ALBANY — Two New York legislators are calling for a ban on state-paid travel to Georgia as a protest against that state’s new voting law which critics call racist and unconstitutional.
Sen. Jim Gaughran (D-Northport) and Assemb. Gina Sillitti (D-Port Washington) introduced the bill Tuesday in response to the Georgia law, which places more requirements and restrictions on voting.
The bill would suspend "all unnecessary travel by government agencies, departments, boards, divisions, authorities, and commissions as long as" the Georgia voting law is in effect. Travel for New York state business under the bill would still be allowed for emergencies such as lending help to Georgia in a natural disaster; law enforcement; to honor existing contracts; and to protect public health and safety. If the bill is passed into New York law, it would be repealed immediately if Georgia repeals its voting law.

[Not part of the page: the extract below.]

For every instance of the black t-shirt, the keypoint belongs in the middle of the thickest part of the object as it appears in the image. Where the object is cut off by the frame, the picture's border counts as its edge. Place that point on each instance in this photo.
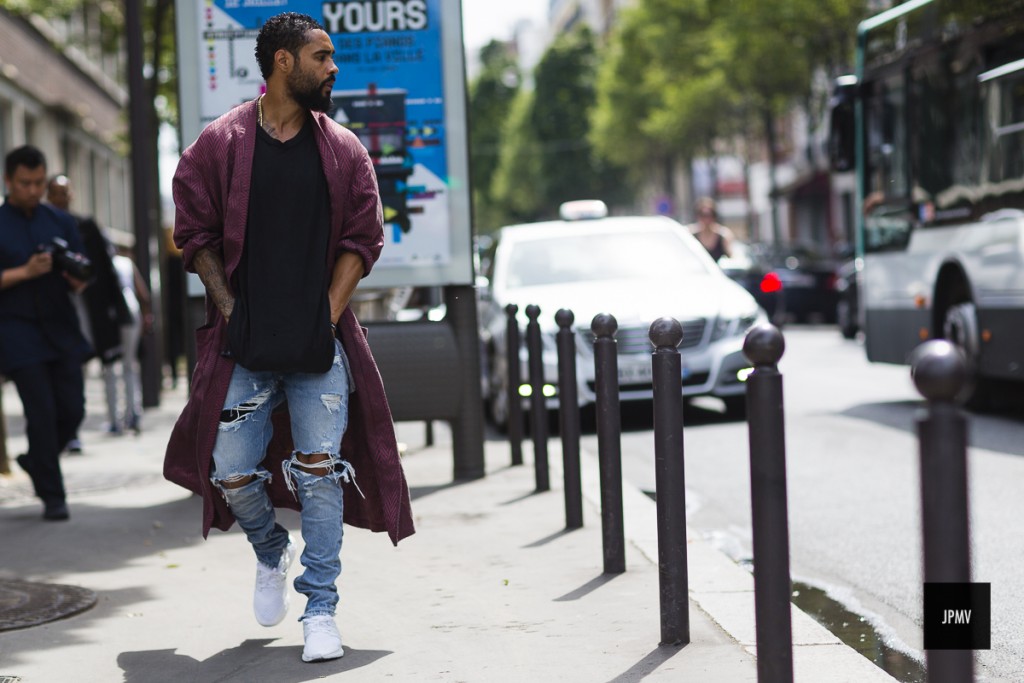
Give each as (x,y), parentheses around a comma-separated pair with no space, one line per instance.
(282,317)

The Georgia law limits the time to participate in mail-in voting after Georgians used the system in record numbers last year, requires identification to vote by mail, and bans food and water to voters waiting in line, among other measures. Republicans who proposed the law says it will enhance integrity of voting and expand in-person voting, but Democrats say it is aimed at disenfranchising Black voters.
"Georgia’s blatantly racist attempt to disenfranchise voters and suppress voting access is shameful," Gaughran said. The Georgia law "rolls back voting laws to the Jim Crow era and is a reminder of our nation’s original sin."
Sillitti said the Georgia law suppresses voting rights. "This is 2021, not 196l," she said. "It is unconscionable to me that a governor would use his elected authority to suppress those rights of anyone."
"It’s more symbolic than substantive, but it’s substantive in that it really sends a message," said Doug Muzzio, political scientist at Baruch College, said of the proposal. "You have to wait for the next shoe to drop — whether it be another state or a major corporation."
In 2016, Gov. Andrew M. Cuomo banned travel to North Carolina after that state barred transgender people from using restrooms matching their gender identities. In 2019, a federal judge approved a settlement that prohibits the state from banning transgender people from bathrooms in state buildings that match their gender identity.